This month’s edition is provided by
Father Patrick H Daly
Familiar
I am familiar with Caversham Bridge since my first day at Our Lady & St. Anne. Given that I arrived in Reading by train, it was impossible for me to get to 2 South View Avenue without crossing the Thames. This newspaper is named after the town’s principal landmark. Its vocation is to keep people informed about what is going on in the town and in the various Christian communities in particular. In the case of Caversham, the bridge is the gate of entry into the town; once you have crossed the bridge, you are here.
It is also the gateway to Reading, a bigger city with which we have so many ties. Were it not for the bridge, communication with our neighbours the other side of the river would be much more difficult. Caversham Bridge links the Catholic dioceses of Birmingham and Portsmouth, particularly necessary for me, given that I have priestly duties in two deaneries in the two separate dioceses. Some of the most magnificent engineering constructions in the world are bridges: the Clifton Bridge in Bristol, the Sydney Harbour Bridge, the Golden Gate in San Francisco or the new bridge linking Copenhagen and Malmö at the entrance to the Baltic. There are bridges which played a very important role in history: the Milvian Bridge to the north of Rome where Constantine won the imperial crown, the Charles Bridge in Prague from which St. John Nepomuk, patron of confessors, was thrown into the River Vitava for refusing to reveal the confessional secrets of his penitent the Queen of Bohemia, or the bridge on the River Kwai. Bridges connect people.
When nations or peoples are in dispute, we often say it is essential to build bridges. We talk of negotiations between couples at odds, between employers and employees in an industrial dispute, or between countries at war as bridge-building exercises. It is significant that on each Euro note we find a viaduct, aqueduct or bridge: the European project is about linking nations together, enabling people to move freely, assisting those of different languages to communicate. One of the titles given to the Pope and taken over from the Roman Emperor was pontifex maximus, the supreme bridge-builder.
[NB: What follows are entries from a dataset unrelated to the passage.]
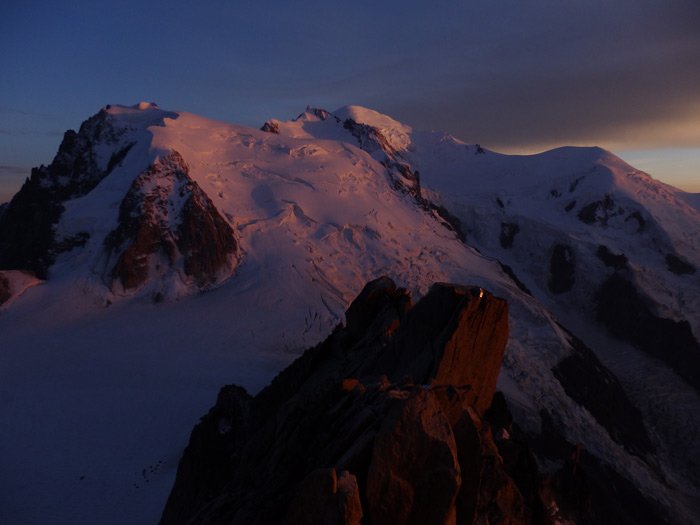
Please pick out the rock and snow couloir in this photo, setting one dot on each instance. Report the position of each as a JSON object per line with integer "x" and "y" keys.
{"x": 286, "y": 224}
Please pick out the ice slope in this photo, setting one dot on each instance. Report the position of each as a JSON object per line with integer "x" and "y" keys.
{"x": 100, "y": 389}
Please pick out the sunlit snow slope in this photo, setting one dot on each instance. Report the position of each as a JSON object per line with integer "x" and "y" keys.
{"x": 178, "y": 254}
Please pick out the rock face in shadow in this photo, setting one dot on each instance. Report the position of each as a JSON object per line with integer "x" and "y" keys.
{"x": 27, "y": 222}
{"x": 5, "y": 291}
{"x": 626, "y": 314}
{"x": 379, "y": 423}
{"x": 167, "y": 225}
{"x": 562, "y": 269}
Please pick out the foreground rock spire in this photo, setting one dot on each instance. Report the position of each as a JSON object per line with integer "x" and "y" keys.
{"x": 380, "y": 423}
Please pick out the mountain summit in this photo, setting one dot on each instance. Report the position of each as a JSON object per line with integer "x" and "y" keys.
{"x": 162, "y": 254}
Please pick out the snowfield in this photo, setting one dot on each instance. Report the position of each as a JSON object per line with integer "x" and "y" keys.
{"x": 100, "y": 388}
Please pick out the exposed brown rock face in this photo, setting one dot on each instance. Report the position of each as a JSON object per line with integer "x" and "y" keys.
{"x": 167, "y": 223}
{"x": 420, "y": 488}
{"x": 379, "y": 423}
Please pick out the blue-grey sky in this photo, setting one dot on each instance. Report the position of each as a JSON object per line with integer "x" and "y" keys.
{"x": 512, "y": 75}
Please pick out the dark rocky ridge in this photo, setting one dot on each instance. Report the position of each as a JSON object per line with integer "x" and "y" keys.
{"x": 165, "y": 215}
{"x": 562, "y": 269}
{"x": 393, "y": 419}
{"x": 414, "y": 377}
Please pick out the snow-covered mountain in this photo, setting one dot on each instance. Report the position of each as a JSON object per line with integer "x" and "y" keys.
{"x": 110, "y": 350}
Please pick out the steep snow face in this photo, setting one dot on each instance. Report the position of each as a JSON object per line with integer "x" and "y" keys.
{"x": 307, "y": 212}
{"x": 169, "y": 232}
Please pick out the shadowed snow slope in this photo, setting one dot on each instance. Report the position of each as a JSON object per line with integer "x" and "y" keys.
{"x": 105, "y": 366}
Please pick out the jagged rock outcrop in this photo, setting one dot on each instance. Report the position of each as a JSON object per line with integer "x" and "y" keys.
{"x": 382, "y": 420}
{"x": 168, "y": 226}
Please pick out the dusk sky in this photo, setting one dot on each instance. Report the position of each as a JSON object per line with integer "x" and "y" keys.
{"x": 513, "y": 76}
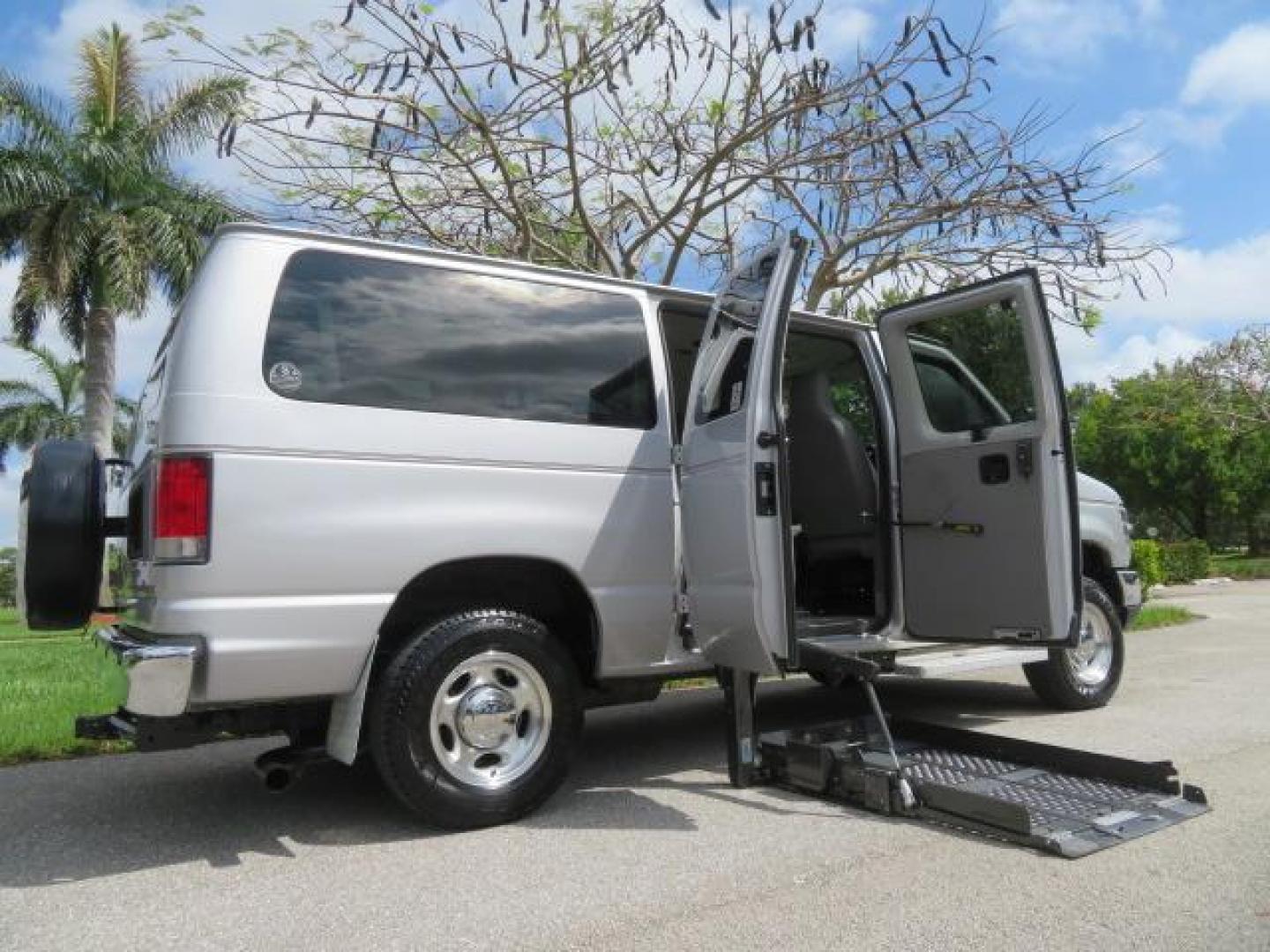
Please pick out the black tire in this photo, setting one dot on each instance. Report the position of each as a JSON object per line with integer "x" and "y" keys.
{"x": 63, "y": 534}
{"x": 404, "y": 736}
{"x": 1056, "y": 680}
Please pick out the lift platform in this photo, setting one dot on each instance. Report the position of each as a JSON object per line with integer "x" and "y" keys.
{"x": 1057, "y": 800}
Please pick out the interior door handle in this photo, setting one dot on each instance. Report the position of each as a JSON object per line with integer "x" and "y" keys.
{"x": 993, "y": 469}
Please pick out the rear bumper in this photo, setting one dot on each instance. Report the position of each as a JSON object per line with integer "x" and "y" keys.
{"x": 161, "y": 675}
{"x": 1131, "y": 593}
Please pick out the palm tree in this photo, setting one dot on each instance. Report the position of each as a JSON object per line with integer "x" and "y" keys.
{"x": 90, "y": 202}
{"x": 51, "y": 404}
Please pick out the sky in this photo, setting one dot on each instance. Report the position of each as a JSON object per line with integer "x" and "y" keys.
{"x": 1186, "y": 84}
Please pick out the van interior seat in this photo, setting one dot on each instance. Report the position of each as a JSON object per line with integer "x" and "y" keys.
{"x": 833, "y": 489}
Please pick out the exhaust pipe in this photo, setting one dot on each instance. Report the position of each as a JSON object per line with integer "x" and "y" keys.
{"x": 283, "y": 767}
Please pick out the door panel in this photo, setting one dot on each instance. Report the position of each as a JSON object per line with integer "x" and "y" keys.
{"x": 735, "y": 487}
{"x": 989, "y": 524}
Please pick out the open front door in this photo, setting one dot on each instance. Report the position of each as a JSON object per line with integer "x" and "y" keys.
{"x": 989, "y": 519}
{"x": 733, "y": 478}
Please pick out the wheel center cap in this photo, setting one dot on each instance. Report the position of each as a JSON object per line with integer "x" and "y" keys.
{"x": 487, "y": 718}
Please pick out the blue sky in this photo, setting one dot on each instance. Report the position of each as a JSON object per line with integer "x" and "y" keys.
{"x": 1189, "y": 81}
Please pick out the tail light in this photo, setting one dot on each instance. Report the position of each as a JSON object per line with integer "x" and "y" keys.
{"x": 183, "y": 509}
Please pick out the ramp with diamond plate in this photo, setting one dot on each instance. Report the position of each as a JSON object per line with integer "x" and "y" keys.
{"x": 1058, "y": 800}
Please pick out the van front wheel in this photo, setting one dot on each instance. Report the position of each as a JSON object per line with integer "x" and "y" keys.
{"x": 475, "y": 721}
{"x": 1087, "y": 675}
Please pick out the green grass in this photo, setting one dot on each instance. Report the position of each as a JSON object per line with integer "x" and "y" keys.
{"x": 46, "y": 681}
{"x": 1162, "y": 617}
{"x": 1240, "y": 566}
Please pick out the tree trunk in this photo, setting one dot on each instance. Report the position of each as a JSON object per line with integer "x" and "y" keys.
{"x": 1259, "y": 545}
{"x": 100, "y": 380}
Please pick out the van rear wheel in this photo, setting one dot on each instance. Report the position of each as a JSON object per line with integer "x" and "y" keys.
{"x": 476, "y": 718}
{"x": 1087, "y": 675}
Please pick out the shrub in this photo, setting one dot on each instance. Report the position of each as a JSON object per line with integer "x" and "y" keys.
{"x": 1184, "y": 562}
{"x": 1148, "y": 562}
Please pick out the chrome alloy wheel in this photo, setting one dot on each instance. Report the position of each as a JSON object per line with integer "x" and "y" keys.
{"x": 490, "y": 720}
{"x": 1091, "y": 659}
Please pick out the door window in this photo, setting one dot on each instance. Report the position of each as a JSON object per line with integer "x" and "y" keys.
{"x": 972, "y": 368}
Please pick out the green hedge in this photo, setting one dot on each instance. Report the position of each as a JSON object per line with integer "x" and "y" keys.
{"x": 1184, "y": 562}
{"x": 1148, "y": 562}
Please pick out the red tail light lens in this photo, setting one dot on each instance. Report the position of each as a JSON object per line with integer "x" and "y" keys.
{"x": 183, "y": 504}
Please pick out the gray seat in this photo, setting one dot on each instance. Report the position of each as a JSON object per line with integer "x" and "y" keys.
{"x": 833, "y": 489}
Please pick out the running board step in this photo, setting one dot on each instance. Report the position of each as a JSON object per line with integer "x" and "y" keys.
{"x": 944, "y": 663}
{"x": 1062, "y": 801}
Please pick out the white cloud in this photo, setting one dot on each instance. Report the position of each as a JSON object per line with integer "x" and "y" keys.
{"x": 1058, "y": 32}
{"x": 1221, "y": 286}
{"x": 1235, "y": 72}
{"x": 1099, "y": 358}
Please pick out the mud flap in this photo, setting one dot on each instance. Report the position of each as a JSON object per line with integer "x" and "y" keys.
{"x": 1058, "y": 800}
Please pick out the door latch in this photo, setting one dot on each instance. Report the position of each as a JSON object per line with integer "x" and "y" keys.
{"x": 765, "y": 489}
{"x": 1024, "y": 457}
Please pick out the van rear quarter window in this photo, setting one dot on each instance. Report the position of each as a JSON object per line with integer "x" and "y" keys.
{"x": 351, "y": 329}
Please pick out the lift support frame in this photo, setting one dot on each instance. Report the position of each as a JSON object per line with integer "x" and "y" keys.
{"x": 1058, "y": 800}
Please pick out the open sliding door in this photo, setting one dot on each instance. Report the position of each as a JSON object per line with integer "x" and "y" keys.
{"x": 735, "y": 482}
{"x": 989, "y": 525}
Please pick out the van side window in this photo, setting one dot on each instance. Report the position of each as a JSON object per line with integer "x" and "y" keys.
{"x": 349, "y": 329}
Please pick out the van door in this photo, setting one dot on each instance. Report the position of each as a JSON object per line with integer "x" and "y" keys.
{"x": 989, "y": 524}
{"x": 735, "y": 492}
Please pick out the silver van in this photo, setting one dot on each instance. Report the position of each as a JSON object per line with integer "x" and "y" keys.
{"x": 430, "y": 507}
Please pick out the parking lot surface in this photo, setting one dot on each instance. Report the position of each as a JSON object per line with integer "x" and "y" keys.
{"x": 649, "y": 848}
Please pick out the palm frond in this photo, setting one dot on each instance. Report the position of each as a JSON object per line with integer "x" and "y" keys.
{"x": 34, "y": 115}
{"x": 29, "y": 302}
{"x": 29, "y": 176}
{"x": 108, "y": 83}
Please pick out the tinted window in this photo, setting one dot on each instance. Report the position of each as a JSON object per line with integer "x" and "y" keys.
{"x": 357, "y": 331}
{"x": 972, "y": 368}
{"x": 729, "y": 395}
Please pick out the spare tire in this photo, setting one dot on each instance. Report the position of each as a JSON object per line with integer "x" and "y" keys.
{"x": 61, "y": 534}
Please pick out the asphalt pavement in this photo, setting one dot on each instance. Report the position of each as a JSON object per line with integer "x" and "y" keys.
{"x": 649, "y": 848}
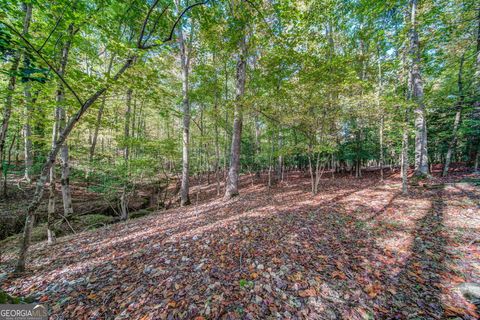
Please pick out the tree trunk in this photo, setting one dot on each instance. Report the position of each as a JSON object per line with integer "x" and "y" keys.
{"x": 421, "y": 151}
{"x": 7, "y": 109}
{"x": 99, "y": 115}
{"x": 185, "y": 65}
{"x": 126, "y": 133}
{"x": 231, "y": 189}
{"x": 7, "y": 166}
{"x": 27, "y": 132}
{"x": 404, "y": 163}
{"x": 476, "y": 105}
{"x": 37, "y": 197}
{"x": 456, "y": 123}
{"x": 382, "y": 116}
{"x": 62, "y": 120}
{"x": 280, "y": 158}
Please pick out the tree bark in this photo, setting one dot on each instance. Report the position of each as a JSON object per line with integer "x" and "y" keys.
{"x": 458, "y": 116}
{"x": 126, "y": 133}
{"x": 99, "y": 115}
{"x": 421, "y": 151}
{"x": 7, "y": 109}
{"x": 62, "y": 120}
{"x": 39, "y": 189}
{"x": 27, "y": 132}
{"x": 231, "y": 189}
{"x": 404, "y": 163}
{"x": 185, "y": 66}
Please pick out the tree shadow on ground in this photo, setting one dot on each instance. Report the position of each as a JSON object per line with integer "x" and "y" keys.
{"x": 416, "y": 290}
{"x": 299, "y": 259}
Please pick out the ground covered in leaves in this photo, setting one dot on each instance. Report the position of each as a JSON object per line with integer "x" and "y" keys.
{"x": 357, "y": 250}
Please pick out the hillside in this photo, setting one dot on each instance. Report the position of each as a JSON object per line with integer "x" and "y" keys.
{"x": 357, "y": 249}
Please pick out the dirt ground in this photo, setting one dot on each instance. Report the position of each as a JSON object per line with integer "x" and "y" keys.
{"x": 358, "y": 250}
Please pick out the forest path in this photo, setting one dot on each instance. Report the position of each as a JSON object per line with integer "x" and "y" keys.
{"x": 357, "y": 249}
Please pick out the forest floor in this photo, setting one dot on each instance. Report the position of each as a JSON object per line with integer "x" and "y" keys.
{"x": 357, "y": 250}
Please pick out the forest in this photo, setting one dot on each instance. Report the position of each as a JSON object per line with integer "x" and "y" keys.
{"x": 240, "y": 159}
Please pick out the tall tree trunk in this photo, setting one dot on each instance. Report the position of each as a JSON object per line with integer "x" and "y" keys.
{"x": 382, "y": 115}
{"x": 100, "y": 115}
{"x": 404, "y": 163}
{"x": 257, "y": 146}
{"x": 456, "y": 123}
{"x": 476, "y": 105}
{"x": 421, "y": 150}
{"x": 185, "y": 65}
{"x": 231, "y": 189}
{"x": 7, "y": 165}
{"x": 49, "y": 162}
{"x": 27, "y": 132}
{"x": 280, "y": 157}
{"x": 62, "y": 120}
{"x": 126, "y": 132}
{"x": 7, "y": 108}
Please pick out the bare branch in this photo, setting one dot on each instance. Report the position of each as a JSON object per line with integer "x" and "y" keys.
{"x": 180, "y": 17}
{"x": 77, "y": 97}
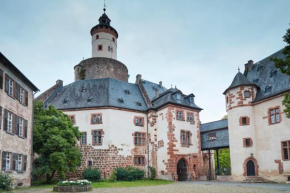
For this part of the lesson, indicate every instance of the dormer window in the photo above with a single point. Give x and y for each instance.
(65, 100)
(100, 47)
(247, 94)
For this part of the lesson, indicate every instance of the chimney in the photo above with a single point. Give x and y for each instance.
(59, 82)
(138, 78)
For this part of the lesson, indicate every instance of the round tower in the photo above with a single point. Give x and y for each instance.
(104, 38)
(242, 134)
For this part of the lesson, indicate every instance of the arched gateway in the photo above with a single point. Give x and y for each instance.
(182, 170)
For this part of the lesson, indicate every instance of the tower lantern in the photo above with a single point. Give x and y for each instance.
(104, 38)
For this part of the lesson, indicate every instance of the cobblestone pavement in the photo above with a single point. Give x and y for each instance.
(186, 187)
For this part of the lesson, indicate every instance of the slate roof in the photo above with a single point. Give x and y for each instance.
(270, 79)
(239, 80)
(221, 124)
(106, 92)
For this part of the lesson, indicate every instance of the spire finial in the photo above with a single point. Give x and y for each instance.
(105, 6)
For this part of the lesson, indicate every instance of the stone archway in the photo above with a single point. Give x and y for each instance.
(182, 170)
(251, 167)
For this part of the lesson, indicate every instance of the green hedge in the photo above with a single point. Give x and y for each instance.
(92, 174)
(129, 174)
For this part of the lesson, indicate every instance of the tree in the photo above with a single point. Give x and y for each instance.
(54, 142)
(284, 66)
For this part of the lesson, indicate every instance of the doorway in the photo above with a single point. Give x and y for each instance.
(182, 170)
(250, 168)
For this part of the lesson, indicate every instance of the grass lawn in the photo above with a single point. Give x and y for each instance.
(107, 184)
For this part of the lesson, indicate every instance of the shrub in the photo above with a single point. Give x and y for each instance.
(113, 176)
(92, 174)
(129, 174)
(152, 172)
(5, 182)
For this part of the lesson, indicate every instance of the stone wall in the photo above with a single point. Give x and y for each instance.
(94, 68)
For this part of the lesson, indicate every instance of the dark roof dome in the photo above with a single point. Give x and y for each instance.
(240, 80)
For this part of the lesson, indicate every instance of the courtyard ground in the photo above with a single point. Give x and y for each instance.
(186, 187)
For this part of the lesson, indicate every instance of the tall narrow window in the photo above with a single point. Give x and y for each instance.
(20, 128)
(179, 115)
(97, 137)
(286, 150)
(211, 136)
(9, 122)
(275, 116)
(84, 138)
(190, 117)
(140, 139)
(139, 121)
(139, 160)
(96, 119)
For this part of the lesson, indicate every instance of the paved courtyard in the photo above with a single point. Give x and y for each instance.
(196, 187)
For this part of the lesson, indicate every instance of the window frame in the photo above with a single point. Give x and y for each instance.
(274, 115)
(140, 122)
(99, 135)
(139, 138)
(97, 122)
(287, 149)
(141, 161)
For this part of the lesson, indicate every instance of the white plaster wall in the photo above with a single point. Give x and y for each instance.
(269, 139)
(12, 143)
(118, 127)
(105, 39)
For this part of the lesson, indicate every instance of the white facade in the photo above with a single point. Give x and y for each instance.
(104, 45)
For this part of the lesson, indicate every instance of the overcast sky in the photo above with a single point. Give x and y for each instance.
(194, 45)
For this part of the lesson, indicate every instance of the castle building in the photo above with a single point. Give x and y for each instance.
(259, 131)
(16, 122)
(128, 124)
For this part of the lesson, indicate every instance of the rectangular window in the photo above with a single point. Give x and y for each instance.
(96, 119)
(21, 95)
(190, 117)
(139, 121)
(20, 127)
(84, 138)
(139, 160)
(140, 139)
(19, 163)
(6, 160)
(275, 116)
(179, 115)
(211, 136)
(73, 119)
(97, 137)
(286, 150)
(9, 122)
(185, 138)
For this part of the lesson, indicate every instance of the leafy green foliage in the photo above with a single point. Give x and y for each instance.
(129, 174)
(5, 182)
(113, 176)
(92, 174)
(224, 161)
(284, 66)
(152, 172)
(54, 140)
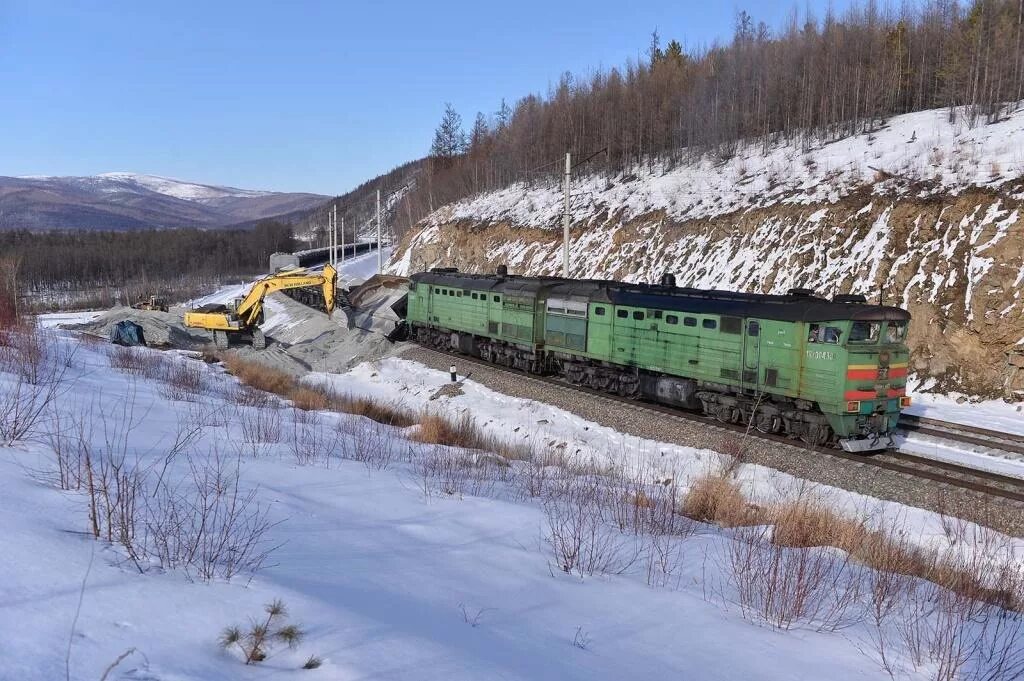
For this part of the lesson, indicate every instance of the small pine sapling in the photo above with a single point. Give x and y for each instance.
(256, 641)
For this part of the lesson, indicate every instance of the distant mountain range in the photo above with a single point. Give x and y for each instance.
(128, 201)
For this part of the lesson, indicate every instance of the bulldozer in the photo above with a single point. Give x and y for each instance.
(241, 320)
(152, 303)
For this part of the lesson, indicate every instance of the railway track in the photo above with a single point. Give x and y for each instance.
(1011, 445)
(955, 475)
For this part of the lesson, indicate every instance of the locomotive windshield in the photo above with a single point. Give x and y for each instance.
(865, 332)
(895, 332)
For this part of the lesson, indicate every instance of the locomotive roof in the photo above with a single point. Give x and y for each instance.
(765, 306)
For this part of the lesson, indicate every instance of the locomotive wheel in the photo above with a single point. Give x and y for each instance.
(815, 434)
(767, 422)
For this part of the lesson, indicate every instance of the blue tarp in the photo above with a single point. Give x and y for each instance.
(127, 333)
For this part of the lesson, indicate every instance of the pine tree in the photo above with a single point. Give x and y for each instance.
(450, 140)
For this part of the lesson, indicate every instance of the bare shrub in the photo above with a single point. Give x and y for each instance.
(243, 395)
(310, 441)
(137, 360)
(183, 382)
(206, 523)
(663, 557)
(10, 315)
(782, 587)
(455, 472)
(580, 539)
(260, 429)
(38, 365)
(368, 441)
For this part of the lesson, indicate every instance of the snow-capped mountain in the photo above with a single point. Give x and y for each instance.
(130, 201)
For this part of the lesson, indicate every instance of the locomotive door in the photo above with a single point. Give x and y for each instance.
(752, 353)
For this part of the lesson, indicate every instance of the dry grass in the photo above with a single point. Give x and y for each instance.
(463, 432)
(806, 522)
(381, 412)
(310, 399)
(803, 523)
(260, 376)
(719, 500)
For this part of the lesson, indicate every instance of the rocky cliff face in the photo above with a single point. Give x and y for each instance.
(944, 243)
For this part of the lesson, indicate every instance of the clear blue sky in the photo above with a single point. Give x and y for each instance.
(297, 96)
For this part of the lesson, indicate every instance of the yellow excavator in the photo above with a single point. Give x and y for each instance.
(241, 321)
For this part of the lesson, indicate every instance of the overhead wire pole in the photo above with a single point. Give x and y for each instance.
(380, 253)
(334, 240)
(565, 218)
And the Pope so frequently reconciles parties who are at odds within the Church as well as reaching out to other denominations and the family of nations to bring them together and facilitate communication with one another.
The (re)construction of a bridge is often a powerful exercise in reconciliation: the old bridge in Mostar, destroyed in 1990 in the Balkan conflict and restored in 2004 as a UNESCO protected monument is but one eloquent recent example. This meandering reflection on bridges suggests that the title of this newspaper is singularly apposite. It nods in the direction of Caversham’s most significant monument. It provides a pathway between people who are secure in their different identities but desire to share more of what they have in common. It links diverse individuals and groups and, above all, it is itself an exercise in bridge-building across a multi-cultural community, because it informs, it explains and it is inspired by a dedication to Him who prayed “that they may all be one.”